On the basis of these results, a risk characterization can be undertaken. The content of hydroxyanthracene derivatives in the botanical preparations tested in this study varied between 0.06% and 0.23% for aloe-emodin, and between 0.07% and 0.16% for emodin and rhein (Table 2).

Since the risk characterization is based on hazard and exposure, it is interesting to quantify the possible exposure to the botanical extracts based on the content of hydroxyanthracene derivatives in some food supplements. The quantities of hydroxyanthracene derivatives declared by the manufacturers of the botanical preparations provided by the Società Italiana di Scienze Applicate alle Piante Officinali e ai Prodotti per la Salute (SISTE) are in the range of 100–780 mg/day for Cassia senna L. fruits, 100–800 mg/day for Cassia senna L. leaves, 50–780 mg/day for Rheum palmatum L., 50–200 mg/day for Rhamnus purshiana DC., and 50–200 mg/day for Rhamnus frangula L. (dry extract).

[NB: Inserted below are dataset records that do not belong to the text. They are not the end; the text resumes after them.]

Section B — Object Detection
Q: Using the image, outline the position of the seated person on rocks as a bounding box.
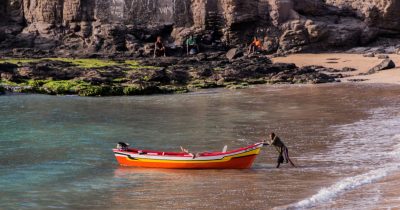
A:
[154,36,165,57]
[186,35,199,55]
[248,37,262,54]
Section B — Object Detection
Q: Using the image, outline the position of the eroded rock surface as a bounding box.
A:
[0,0,400,56]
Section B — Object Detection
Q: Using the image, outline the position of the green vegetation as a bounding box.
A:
[41,80,89,94]
[46,58,120,68]
[0,58,158,69]
[0,58,40,64]
[124,60,159,70]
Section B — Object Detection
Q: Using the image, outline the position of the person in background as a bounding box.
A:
[248,37,262,54]
[153,36,165,57]
[186,35,199,55]
[263,133,296,168]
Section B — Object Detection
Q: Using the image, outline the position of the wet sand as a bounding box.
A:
[272,53,400,84]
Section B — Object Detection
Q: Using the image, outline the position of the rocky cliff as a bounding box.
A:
[0,0,400,56]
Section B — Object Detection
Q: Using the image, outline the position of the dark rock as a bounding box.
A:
[0,63,18,73]
[148,68,171,84]
[342,67,357,72]
[378,55,389,59]
[226,48,243,61]
[363,53,375,58]
[367,59,396,74]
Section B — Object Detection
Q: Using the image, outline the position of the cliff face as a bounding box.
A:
[0,0,400,54]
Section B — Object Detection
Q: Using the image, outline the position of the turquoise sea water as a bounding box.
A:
[0,85,400,209]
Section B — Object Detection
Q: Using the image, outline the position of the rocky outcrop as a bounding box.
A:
[0,0,400,56]
[0,55,336,96]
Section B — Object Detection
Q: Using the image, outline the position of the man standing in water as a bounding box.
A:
[264,133,296,168]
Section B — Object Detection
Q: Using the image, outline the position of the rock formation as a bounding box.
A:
[0,0,400,56]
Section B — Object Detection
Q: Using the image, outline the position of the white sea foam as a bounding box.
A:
[277,109,400,209]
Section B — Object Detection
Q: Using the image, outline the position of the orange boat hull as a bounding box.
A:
[116,155,257,169]
[114,143,263,169]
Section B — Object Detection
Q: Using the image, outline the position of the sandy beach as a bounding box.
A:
[272,53,400,84]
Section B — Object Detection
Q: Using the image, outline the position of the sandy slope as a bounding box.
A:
[272,53,400,84]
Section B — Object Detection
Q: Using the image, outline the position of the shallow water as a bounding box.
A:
[0,84,400,209]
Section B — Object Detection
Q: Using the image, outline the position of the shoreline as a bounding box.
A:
[0,52,400,96]
[0,52,336,96]
[271,53,400,85]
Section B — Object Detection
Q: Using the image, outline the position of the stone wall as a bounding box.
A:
[0,0,400,53]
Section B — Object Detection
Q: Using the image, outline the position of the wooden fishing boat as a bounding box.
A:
[113,143,263,169]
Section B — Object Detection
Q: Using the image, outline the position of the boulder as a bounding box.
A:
[367,59,396,74]
[378,55,389,59]
[226,48,243,61]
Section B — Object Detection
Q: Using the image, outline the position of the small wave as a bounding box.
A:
[277,164,400,209]
[275,109,400,209]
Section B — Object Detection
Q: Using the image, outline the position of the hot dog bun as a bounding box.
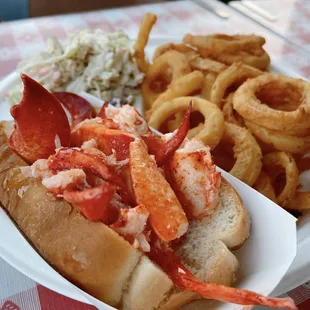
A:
[0,122,249,310]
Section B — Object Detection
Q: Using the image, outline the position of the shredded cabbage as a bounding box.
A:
[9,29,143,103]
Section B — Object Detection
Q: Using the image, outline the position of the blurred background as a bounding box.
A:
[0,0,230,21]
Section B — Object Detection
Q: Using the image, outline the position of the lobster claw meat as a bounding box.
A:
[129,139,188,241]
[48,148,132,204]
[72,118,134,160]
[10,74,71,164]
[98,101,109,118]
[53,92,94,128]
[148,236,298,310]
[63,184,120,225]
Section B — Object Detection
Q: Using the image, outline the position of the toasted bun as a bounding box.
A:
[0,122,249,310]
[160,178,250,310]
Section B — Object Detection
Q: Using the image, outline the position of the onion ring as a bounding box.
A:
[222,93,244,127]
[183,34,270,70]
[286,192,310,211]
[211,62,262,107]
[215,122,262,186]
[153,43,196,61]
[245,121,310,154]
[190,57,226,73]
[141,51,191,109]
[233,74,310,136]
[201,72,216,101]
[146,71,204,120]
[183,34,266,53]
[134,12,157,73]
[295,156,310,173]
[149,97,224,149]
[263,152,299,207]
[253,170,278,203]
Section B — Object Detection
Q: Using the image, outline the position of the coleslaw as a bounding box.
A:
[9,29,143,103]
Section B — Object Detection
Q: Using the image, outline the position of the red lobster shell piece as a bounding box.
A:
[129,139,188,241]
[72,118,134,160]
[48,148,132,204]
[10,74,71,164]
[53,92,95,128]
[148,238,298,310]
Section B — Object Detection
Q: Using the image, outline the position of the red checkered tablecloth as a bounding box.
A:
[0,1,310,310]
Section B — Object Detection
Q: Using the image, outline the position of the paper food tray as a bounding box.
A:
[0,38,304,310]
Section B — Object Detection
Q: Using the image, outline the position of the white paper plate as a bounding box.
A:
[0,38,302,309]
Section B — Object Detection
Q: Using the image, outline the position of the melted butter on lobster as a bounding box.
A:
[10,75,297,310]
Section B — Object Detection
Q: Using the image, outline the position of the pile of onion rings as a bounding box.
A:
[136,14,310,211]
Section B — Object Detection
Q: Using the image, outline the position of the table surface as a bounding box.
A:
[230,0,310,53]
[0,0,310,310]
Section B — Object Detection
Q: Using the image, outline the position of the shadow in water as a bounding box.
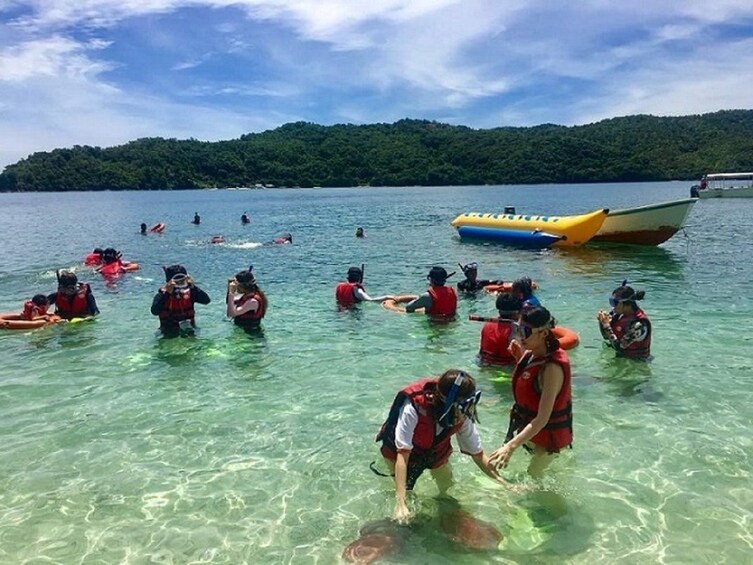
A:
[573,348,665,402]
[552,244,687,281]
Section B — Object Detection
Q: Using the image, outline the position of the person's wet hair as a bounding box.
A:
[162,265,188,281]
[512,277,533,298]
[235,271,256,290]
[520,306,560,353]
[437,369,476,400]
[495,292,523,314]
[426,267,450,286]
[434,369,476,420]
[348,267,363,282]
[58,271,78,287]
[235,270,269,311]
[612,285,646,310]
[102,247,118,263]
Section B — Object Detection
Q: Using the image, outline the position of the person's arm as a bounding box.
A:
[489,363,565,468]
[86,292,99,316]
[392,400,418,524]
[405,292,432,312]
[191,285,212,304]
[227,292,261,318]
[353,287,394,302]
[151,289,170,316]
[456,418,504,482]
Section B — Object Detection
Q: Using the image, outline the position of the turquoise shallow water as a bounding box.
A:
[0,183,753,563]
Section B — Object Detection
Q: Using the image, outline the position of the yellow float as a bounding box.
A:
[452,208,609,247]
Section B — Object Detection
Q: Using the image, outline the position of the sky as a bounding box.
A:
[0,0,753,169]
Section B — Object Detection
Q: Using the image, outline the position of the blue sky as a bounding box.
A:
[0,0,753,168]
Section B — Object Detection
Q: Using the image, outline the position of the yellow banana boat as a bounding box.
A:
[452,208,609,247]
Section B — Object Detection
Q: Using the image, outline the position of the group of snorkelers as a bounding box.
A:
[335,263,651,523]
[5,243,651,522]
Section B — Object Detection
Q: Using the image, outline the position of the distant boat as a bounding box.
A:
[591,198,697,245]
[458,226,565,249]
[452,207,609,247]
[690,173,753,200]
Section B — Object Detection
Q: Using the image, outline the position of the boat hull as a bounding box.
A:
[458,226,563,249]
[698,186,753,200]
[452,208,609,247]
[591,198,697,245]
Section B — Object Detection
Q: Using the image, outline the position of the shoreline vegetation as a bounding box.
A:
[0,110,753,192]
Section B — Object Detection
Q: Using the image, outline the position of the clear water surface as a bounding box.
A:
[0,182,753,564]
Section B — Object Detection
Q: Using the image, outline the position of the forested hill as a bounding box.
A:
[0,110,753,191]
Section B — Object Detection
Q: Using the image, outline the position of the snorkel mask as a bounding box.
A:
[170,273,188,290]
[609,279,633,308]
[439,371,481,428]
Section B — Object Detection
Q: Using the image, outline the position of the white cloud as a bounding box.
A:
[0,0,753,164]
[0,35,112,83]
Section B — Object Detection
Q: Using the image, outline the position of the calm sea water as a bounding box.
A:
[0,183,753,564]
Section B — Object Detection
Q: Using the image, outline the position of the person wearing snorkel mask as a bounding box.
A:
[151,265,211,336]
[512,277,541,308]
[596,281,651,359]
[458,263,504,295]
[225,267,268,329]
[335,267,394,309]
[489,307,573,478]
[372,369,501,523]
[478,292,522,365]
[405,267,458,319]
[47,271,99,320]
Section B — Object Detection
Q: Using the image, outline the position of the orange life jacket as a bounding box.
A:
[508,349,573,453]
[55,283,93,320]
[21,300,47,320]
[335,282,363,308]
[159,288,196,330]
[479,320,515,365]
[376,378,463,460]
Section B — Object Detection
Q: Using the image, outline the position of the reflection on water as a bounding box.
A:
[552,245,687,284]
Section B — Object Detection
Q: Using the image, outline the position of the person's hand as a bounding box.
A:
[392,501,412,525]
[507,339,525,361]
[489,442,515,469]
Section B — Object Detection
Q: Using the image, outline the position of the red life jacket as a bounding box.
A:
[55,283,92,320]
[84,253,102,265]
[376,378,463,460]
[233,293,267,326]
[478,320,515,365]
[21,300,47,320]
[159,288,196,330]
[508,349,573,453]
[609,308,651,359]
[335,282,364,308]
[426,286,458,318]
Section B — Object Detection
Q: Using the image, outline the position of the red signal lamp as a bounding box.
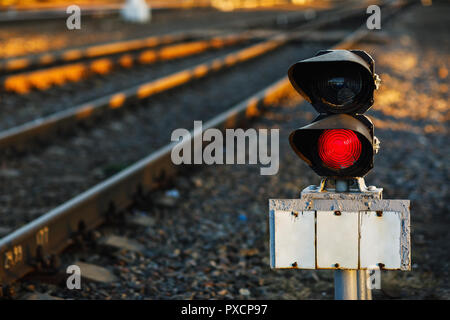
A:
[289,114,376,178]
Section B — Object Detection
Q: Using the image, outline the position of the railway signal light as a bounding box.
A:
[288,50,380,178]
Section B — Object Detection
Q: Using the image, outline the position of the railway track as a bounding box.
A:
[0,0,410,298]
[0,9,332,61]
[0,4,370,151]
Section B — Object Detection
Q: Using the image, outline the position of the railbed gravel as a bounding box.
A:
[0,43,330,228]
[11,4,450,299]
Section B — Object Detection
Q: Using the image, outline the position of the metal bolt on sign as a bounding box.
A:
[269,50,411,300]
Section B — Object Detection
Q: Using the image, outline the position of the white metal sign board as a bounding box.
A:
[269,199,411,270]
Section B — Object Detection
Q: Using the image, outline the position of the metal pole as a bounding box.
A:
[358,270,372,300]
[334,180,359,300]
[334,270,358,300]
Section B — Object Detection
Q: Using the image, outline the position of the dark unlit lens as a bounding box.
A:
[315,68,362,107]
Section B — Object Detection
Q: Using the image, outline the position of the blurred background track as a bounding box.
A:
[0,1,450,299]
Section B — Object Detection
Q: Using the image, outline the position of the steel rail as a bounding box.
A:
[0,32,198,72]
[0,1,332,72]
[0,0,410,288]
[0,32,252,93]
[0,5,370,150]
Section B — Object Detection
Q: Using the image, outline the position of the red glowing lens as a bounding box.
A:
[318,129,361,169]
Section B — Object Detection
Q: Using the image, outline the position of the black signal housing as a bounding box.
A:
[288,50,378,114]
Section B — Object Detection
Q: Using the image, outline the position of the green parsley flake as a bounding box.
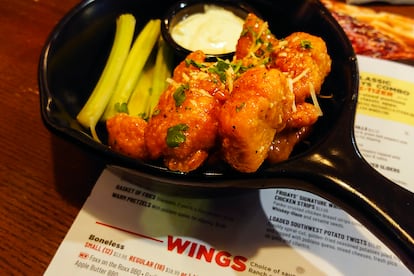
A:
[185,59,206,69]
[115,103,129,114]
[166,124,189,148]
[173,84,189,107]
[300,40,312,50]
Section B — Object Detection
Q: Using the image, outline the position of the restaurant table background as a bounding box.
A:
[0,0,414,275]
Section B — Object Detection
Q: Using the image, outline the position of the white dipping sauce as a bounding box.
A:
[171,5,244,54]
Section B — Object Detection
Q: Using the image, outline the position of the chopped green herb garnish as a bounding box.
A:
[208,59,230,83]
[236,102,246,112]
[185,59,206,69]
[300,40,312,50]
[173,84,189,107]
[166,124,189,148]
[115,103,129,114]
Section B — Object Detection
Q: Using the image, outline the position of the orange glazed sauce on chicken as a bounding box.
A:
[107,14,331,173]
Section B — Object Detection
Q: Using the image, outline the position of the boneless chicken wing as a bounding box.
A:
[145,52,222,172]
[271,32,331,104]
[219,66,293,172]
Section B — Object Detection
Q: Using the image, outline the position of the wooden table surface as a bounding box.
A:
[0,0,414,275]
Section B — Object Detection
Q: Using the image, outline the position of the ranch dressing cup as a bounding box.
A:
[171,5,244,54]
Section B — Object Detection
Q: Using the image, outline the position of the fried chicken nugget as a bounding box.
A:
[272,32,332,103]
[145,52,222,172]
[219,67,294,172]
[106,113,147,159]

As an indication, an attempted safety evaluation was made by estimating the dose of aloe-emodin to which a consumer of food supplements would be exposed by consuming products containing the tested Cassia senna and Rhamnus frangula. The dose of ingested aloe-emodin would be 0.00228 and 0.00657 mg/kg bw, in the worst case, for Cassia senna (800 mg) and Rhamnus frangula (200 mg) in a 70 kg individual. Such doses are tens of thousands of times lower than the doses that did not produce any genotoxic effects in in vivo tests.

The risk characterization exercise carried out shows that the toxicological data on the hazard identification of different botanical extracts, which are very well characterized for their anthracene derivatives content, combined with worst-case data for a realistic exposure, indicate that the risk deriving from the use of the test extracts can be considered negligible.